The inclusion criteria for the study were: to present a molecular biology test for HH, to be older than 18 years of age and not having positive serologic markers for hepatitis B and C. The sample was selected by the annual report filed in the laboratory information system. Patients with negative HH genotyping were considered as controls. From these 283 patients, 11 were excluded from the results due to the presence of hepatitis B and C markers reactive to the diseases, which could lead to a false result in the relationship between HH and biochemical tests.

The analysis of the reports was performed through the system used by the data grantor. Results of the following tests were collected:

• molecular biology – polymerase chain reaction (PCR) for detection of mutations(11, 12) H63D, C282Y and S65C;

• biochemical tests – lactate dehydrogenase (LDH), iron (Ir), gamma-glutamyl transferase (GGT), glucose (GLU), aspartate aminotransferase (AST) and alanine aminotransferase (ALT) performed by Cobas Integra 400 plus device, that uses absorption photometry technique;

• immune exams – hepatitis B surface antigen (HbsAg), antibodies to hepatitis C virus (HCV) and ferritin (FER) performed by Cobas 6000 device, that uses electrochemiluminescence method. Transferrin saturation index (TSI) was performed by the supporting laboratory using the immunoturbidimetry method;

• hematimetric exams: red blood cells (RBC), hemoglobin (Hb), hematocrit (Hct), mean corpuscular volume (MCV), mean corpuscular hemoglobin concentration (MCHC) and total leukocytes (LEU) performed by flow cytometry method in the Sysmex-XE 2100 device.

After collection, patients with complete laboratory data were selected and the information was stored in a database constructed by the researcher. Statistical analysis was performed in the SPSS 20.0 program. The frequency of genotypes present in the population and the average of the biochemical parameters were evaluated and the Chi-square test was used to verify the significance of the relationship between the biochemical and hematological markers and the genetic mutations. Values of p < 0.05 were considered significant.

The present study follows the ethical requirements for research and was approved by the Research Ethics Committee of the Associação Cultural e Científica Virvi Ramos, on 18 August 2015, under the number of opinion 1.181.585.

RESULTS

From the 272 records analyzed, 19.1% (n = 52) were female patients and 80.9% (n = 220), were male patients. The mean age was 55.74 years, with minimum age of 23 years and a maximum of 85 years.

The Table shows the frequency of genotypes in the study records, and the highest percentage is 54.4% (n = 148) of normal patients, that is, without the presence of genotype mutations for HH, followed by H63D/WT 31% (n = 84) and C282Y/WT 6.2% (n = 17) genotype. Only medical records with complete laboratory data were analyzed, and FER levels could be significantly increased (p < 0.05) throughout the study population – all with values above 300 ng/ml [reference values (RV): men (M): 12-300 ng/ml and women (W): 12-150 ng/ml] -, even in patients without mutation in the HFE gene.

 

 

The group of homozygote for C282Y mutation was the only one that presented TSI values compatible with the diagnosis for HH, where TSI ≥ 55% (RV: 20%-45%) and serum FER concentration ≥ 500 ng/ml (RV M: 12-300 ng/ml and W: 12-150 ng/ml). In this group it is also possible to verify the increase in the other biochemical tests, compatible with the present mutation, but this data was not statistically significant due to the reduced number of patients with this mutation (1.1% – three patients).
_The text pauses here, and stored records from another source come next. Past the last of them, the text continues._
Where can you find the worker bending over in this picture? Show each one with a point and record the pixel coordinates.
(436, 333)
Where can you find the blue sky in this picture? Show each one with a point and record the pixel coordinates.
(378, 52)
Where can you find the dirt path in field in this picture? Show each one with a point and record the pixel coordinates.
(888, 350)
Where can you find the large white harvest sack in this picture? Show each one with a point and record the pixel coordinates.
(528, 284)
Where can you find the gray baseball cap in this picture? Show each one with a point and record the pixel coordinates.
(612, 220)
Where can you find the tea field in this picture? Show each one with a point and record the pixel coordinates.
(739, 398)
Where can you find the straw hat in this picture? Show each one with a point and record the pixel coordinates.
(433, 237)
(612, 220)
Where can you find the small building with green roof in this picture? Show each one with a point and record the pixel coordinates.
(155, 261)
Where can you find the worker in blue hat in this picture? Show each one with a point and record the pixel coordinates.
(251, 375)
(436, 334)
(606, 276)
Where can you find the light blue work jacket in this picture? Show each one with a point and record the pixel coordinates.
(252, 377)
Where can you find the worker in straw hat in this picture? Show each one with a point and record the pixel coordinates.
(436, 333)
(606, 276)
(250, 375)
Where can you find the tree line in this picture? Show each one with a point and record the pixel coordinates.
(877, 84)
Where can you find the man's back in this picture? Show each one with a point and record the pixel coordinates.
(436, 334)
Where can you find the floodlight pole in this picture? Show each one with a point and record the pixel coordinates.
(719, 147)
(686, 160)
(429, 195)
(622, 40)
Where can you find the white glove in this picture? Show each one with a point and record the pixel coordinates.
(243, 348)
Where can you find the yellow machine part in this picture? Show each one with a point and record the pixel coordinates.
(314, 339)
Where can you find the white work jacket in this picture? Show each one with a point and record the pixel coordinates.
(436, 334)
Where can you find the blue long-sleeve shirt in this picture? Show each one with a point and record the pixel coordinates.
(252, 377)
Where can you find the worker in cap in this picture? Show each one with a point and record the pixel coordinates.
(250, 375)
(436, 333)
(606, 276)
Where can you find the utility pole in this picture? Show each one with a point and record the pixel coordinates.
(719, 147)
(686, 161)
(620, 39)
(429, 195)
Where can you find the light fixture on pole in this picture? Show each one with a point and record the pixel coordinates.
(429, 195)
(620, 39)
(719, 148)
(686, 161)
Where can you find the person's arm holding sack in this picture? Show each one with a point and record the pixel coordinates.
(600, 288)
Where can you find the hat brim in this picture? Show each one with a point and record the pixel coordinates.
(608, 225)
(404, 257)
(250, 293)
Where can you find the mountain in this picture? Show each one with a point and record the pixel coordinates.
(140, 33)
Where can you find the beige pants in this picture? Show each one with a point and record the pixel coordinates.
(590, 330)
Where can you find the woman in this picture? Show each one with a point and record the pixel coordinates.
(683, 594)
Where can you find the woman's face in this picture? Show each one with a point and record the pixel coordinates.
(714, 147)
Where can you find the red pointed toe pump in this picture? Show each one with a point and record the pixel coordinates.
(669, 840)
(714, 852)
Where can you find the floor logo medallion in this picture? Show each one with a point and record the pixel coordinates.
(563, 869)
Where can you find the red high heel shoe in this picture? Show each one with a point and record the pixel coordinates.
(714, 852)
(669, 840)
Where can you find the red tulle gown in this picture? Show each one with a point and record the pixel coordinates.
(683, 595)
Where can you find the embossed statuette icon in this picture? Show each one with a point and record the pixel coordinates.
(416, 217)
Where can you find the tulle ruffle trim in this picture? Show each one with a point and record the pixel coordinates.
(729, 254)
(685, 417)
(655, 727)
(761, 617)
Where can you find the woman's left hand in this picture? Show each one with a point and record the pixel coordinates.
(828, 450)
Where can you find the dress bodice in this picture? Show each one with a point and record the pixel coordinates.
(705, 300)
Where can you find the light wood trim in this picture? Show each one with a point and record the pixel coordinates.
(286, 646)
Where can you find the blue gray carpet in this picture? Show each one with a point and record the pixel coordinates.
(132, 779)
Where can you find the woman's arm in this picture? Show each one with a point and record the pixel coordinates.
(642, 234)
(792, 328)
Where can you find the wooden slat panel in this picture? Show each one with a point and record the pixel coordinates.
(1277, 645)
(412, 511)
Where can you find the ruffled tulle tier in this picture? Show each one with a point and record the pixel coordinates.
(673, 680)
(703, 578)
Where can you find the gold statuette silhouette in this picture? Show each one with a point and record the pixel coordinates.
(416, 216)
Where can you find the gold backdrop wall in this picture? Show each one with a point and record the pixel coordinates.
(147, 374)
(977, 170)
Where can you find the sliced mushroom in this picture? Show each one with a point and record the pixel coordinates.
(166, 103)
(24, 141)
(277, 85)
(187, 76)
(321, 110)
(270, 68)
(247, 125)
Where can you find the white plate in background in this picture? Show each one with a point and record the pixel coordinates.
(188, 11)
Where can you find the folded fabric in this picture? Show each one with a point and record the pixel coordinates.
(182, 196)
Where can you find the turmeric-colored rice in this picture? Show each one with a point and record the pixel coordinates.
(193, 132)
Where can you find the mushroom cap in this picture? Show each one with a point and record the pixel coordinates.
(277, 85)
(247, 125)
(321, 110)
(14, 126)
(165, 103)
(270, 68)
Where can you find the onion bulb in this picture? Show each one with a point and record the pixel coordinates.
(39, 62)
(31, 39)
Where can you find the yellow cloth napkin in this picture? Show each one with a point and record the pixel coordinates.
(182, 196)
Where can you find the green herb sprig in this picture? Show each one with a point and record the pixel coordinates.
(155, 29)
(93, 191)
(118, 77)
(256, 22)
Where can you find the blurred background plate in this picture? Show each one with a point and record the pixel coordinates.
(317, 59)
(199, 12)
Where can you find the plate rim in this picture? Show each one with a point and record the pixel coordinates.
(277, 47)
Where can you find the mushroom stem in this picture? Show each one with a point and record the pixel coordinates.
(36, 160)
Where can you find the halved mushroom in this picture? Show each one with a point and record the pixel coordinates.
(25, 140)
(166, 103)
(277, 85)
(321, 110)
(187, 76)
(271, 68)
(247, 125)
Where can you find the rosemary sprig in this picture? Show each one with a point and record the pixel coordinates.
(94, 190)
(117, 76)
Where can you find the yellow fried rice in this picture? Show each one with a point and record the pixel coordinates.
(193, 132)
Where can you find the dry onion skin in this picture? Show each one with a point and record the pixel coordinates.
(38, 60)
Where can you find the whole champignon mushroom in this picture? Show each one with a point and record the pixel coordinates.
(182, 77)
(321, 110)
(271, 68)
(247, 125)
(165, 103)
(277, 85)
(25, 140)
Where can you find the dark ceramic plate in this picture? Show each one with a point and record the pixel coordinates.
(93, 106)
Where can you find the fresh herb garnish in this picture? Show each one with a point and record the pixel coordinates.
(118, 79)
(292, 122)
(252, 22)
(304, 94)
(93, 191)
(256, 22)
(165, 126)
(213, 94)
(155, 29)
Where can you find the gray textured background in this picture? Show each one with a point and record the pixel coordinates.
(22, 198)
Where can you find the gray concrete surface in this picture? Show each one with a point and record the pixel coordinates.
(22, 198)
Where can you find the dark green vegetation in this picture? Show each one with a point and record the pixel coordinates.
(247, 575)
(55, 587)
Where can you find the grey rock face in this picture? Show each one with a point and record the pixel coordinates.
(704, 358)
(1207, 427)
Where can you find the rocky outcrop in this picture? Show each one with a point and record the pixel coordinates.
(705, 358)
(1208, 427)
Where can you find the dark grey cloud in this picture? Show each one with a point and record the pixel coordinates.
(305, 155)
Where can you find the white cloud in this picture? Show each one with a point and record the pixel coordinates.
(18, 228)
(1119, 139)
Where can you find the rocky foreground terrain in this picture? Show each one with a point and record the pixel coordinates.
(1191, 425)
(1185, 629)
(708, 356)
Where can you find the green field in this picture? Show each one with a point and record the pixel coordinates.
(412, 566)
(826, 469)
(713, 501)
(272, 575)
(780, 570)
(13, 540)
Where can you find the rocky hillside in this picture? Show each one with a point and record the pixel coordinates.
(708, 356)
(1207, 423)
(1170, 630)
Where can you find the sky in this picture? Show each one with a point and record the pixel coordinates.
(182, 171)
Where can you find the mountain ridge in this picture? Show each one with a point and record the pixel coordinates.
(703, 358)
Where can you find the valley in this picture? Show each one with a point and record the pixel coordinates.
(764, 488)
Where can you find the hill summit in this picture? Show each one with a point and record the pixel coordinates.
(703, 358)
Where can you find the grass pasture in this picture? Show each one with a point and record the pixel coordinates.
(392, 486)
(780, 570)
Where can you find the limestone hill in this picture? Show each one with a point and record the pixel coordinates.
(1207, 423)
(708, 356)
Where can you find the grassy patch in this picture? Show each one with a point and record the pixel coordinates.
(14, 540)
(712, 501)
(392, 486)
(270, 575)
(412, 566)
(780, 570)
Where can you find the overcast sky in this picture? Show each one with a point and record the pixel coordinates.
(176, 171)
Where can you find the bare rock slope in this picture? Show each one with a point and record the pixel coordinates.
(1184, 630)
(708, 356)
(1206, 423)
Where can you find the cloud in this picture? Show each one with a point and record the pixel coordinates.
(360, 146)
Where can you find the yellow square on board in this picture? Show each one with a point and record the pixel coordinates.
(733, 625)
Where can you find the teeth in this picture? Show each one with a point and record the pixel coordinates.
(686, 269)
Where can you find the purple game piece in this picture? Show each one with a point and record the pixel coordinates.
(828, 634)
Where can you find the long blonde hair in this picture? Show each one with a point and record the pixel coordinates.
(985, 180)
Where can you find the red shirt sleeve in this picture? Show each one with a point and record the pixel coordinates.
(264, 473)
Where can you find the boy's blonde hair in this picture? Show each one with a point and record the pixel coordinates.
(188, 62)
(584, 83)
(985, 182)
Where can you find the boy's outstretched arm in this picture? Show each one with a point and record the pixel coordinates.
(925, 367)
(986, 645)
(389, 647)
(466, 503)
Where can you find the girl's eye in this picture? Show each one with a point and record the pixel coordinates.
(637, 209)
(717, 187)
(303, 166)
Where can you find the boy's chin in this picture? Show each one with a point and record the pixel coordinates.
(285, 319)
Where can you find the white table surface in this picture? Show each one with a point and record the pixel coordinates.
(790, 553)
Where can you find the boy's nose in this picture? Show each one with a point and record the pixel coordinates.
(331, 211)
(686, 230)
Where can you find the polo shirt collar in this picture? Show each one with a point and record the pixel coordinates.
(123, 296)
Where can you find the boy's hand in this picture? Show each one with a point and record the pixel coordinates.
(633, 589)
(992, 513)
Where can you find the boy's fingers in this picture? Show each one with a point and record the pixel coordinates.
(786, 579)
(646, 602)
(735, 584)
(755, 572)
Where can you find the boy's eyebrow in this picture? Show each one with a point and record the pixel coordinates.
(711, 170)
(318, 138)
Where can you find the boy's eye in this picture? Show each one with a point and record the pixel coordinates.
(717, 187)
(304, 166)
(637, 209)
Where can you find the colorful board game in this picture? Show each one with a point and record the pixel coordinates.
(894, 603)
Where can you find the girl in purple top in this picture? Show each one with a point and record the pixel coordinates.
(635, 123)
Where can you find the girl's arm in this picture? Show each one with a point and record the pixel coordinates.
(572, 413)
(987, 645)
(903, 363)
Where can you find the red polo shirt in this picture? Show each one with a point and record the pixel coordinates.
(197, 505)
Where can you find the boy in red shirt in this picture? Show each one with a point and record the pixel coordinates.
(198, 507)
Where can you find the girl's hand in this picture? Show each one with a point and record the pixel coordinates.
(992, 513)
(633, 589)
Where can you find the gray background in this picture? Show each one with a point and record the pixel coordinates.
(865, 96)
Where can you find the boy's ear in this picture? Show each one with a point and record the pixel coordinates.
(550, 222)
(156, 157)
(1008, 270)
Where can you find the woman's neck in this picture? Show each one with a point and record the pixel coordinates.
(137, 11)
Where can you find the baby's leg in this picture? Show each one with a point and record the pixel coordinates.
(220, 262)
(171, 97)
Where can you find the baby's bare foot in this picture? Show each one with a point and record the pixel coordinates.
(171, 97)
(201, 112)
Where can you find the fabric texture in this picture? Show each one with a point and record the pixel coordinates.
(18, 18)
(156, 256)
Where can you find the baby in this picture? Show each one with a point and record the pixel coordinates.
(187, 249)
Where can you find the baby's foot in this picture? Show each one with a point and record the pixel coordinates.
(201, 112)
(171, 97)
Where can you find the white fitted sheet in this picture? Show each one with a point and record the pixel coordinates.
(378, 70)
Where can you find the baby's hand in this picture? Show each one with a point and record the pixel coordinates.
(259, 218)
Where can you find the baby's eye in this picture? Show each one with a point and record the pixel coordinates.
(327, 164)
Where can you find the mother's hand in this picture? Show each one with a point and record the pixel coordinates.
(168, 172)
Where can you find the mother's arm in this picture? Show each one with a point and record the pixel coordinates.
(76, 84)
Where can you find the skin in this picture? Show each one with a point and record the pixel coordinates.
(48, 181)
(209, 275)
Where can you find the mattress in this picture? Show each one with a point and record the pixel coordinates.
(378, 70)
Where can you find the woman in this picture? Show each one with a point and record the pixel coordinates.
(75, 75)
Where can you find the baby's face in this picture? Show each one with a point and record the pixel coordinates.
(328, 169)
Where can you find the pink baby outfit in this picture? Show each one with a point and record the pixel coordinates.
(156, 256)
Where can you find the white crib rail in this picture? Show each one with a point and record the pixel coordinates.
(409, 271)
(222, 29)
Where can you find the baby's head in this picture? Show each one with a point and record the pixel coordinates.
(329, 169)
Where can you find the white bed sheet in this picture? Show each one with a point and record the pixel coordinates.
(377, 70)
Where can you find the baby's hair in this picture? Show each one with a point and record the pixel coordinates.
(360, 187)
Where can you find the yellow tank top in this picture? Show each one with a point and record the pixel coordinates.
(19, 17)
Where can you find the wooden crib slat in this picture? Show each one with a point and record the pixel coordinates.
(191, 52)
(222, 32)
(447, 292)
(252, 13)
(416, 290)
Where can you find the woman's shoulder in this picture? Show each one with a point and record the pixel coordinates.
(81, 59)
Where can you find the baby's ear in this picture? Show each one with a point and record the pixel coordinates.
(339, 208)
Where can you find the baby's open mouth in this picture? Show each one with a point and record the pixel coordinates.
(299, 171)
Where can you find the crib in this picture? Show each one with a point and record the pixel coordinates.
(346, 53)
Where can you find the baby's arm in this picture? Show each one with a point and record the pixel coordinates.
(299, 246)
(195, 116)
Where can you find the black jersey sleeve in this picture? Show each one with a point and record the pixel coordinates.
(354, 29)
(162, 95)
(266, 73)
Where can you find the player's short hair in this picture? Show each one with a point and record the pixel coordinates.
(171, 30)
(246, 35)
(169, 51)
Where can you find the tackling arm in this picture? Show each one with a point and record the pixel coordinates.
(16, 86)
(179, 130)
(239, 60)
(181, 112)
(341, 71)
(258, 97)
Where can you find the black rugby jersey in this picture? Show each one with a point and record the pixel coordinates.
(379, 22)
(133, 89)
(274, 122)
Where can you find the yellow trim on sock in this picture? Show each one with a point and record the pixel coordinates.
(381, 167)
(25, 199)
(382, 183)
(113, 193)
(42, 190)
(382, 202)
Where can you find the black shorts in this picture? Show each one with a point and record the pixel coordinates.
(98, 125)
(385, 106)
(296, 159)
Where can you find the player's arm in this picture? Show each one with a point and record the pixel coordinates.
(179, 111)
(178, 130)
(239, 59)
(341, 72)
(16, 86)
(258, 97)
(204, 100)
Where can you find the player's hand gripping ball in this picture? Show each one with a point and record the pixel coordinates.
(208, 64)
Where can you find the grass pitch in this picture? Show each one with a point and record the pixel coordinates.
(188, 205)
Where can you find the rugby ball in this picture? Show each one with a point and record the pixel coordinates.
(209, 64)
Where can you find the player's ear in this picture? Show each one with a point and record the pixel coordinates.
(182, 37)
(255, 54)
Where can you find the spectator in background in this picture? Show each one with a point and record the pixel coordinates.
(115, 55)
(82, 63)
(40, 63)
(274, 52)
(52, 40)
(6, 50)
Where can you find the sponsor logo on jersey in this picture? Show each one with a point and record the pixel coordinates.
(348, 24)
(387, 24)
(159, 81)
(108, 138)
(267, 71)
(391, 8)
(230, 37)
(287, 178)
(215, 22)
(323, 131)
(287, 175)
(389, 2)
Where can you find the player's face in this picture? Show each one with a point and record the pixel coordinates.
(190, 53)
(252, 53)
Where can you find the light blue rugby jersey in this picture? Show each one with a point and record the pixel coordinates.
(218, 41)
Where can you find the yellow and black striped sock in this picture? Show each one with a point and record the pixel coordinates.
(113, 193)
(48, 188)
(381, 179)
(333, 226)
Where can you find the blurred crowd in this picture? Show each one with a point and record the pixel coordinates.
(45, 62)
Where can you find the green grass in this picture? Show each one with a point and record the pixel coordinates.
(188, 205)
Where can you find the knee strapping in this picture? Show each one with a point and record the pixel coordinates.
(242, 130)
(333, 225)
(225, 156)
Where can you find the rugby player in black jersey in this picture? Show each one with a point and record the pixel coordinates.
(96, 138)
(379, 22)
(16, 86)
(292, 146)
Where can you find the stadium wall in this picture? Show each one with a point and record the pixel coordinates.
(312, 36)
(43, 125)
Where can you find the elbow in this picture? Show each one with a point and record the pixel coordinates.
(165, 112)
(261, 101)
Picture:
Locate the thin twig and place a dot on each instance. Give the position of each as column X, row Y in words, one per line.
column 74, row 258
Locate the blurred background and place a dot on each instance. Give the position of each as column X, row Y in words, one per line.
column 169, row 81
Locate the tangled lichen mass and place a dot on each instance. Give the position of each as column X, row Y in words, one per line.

The hematimetric indexes were evaluated in all study groups, and we observed an increase in MCV levels in the C282Y/C282Y mutation carriers (mean: 99.17 fl/RV: 82-98 fl) and the mean corpuscular hemoglobin (MCH) in patients with H63D/C282Y genotype (mean: 37.79 pg/RV: 28-33 pg), but these data were not statistically significant. The other hematimetric parameters were within the range of normality.

In the Figure, the data demonstrate the elevated FER levels according to the study groups.

 


Figure − FER mean values per genotype studied
FER: ferritin.

DISCUSSION

Records from a laboratory in the city of Caxias do Sul (RS), surveyed for the diagnosis of HH, show a high number of male patients in relation to the number of women. Women have an advantage over men regarding the overload of iron, since they have the monthly loss of this element through menstruation and also in the gestational period. Although women benefit from the physiological loss of iron through menstruation, both men and women are affected by the disease, the ratio is 4 to 10:1(1).

Most cases of HH that have northern European origin are associated with HFE(13). Caxias do Sul is a city that officially began with European colonization, with Italian immigrants and people from other European countries. Even so, HH not associated with HFE, although rare, is found in several parts of the world, regardless of race.

The hematimetric indexes found here are expected and, because of the FER levels in these patients, they are unlikely to have iron-deficiency anemia, as well as the increased MCV and MCH values in the C282Y/C282Y and H63D/C282Y mutation carriers, as also demonstrated by other biochemical markers.

Patients without mutation for the study genotypes were the majority (54.4%), but even in those patients that did not have HH mutations, FER values were elevated, with mean value of 731 ng/ml. Elevated FER may be linked to several factors, such as liver diseases, acute and chronic infection, B12 and folic acid deficiency, and excessive alcohol consumption(14, 15). Thus, the HFE gene mutation seems to be a necessary condition, but not a requirement for the development of the disease, evidencing the theory of Beutler (2003)(16).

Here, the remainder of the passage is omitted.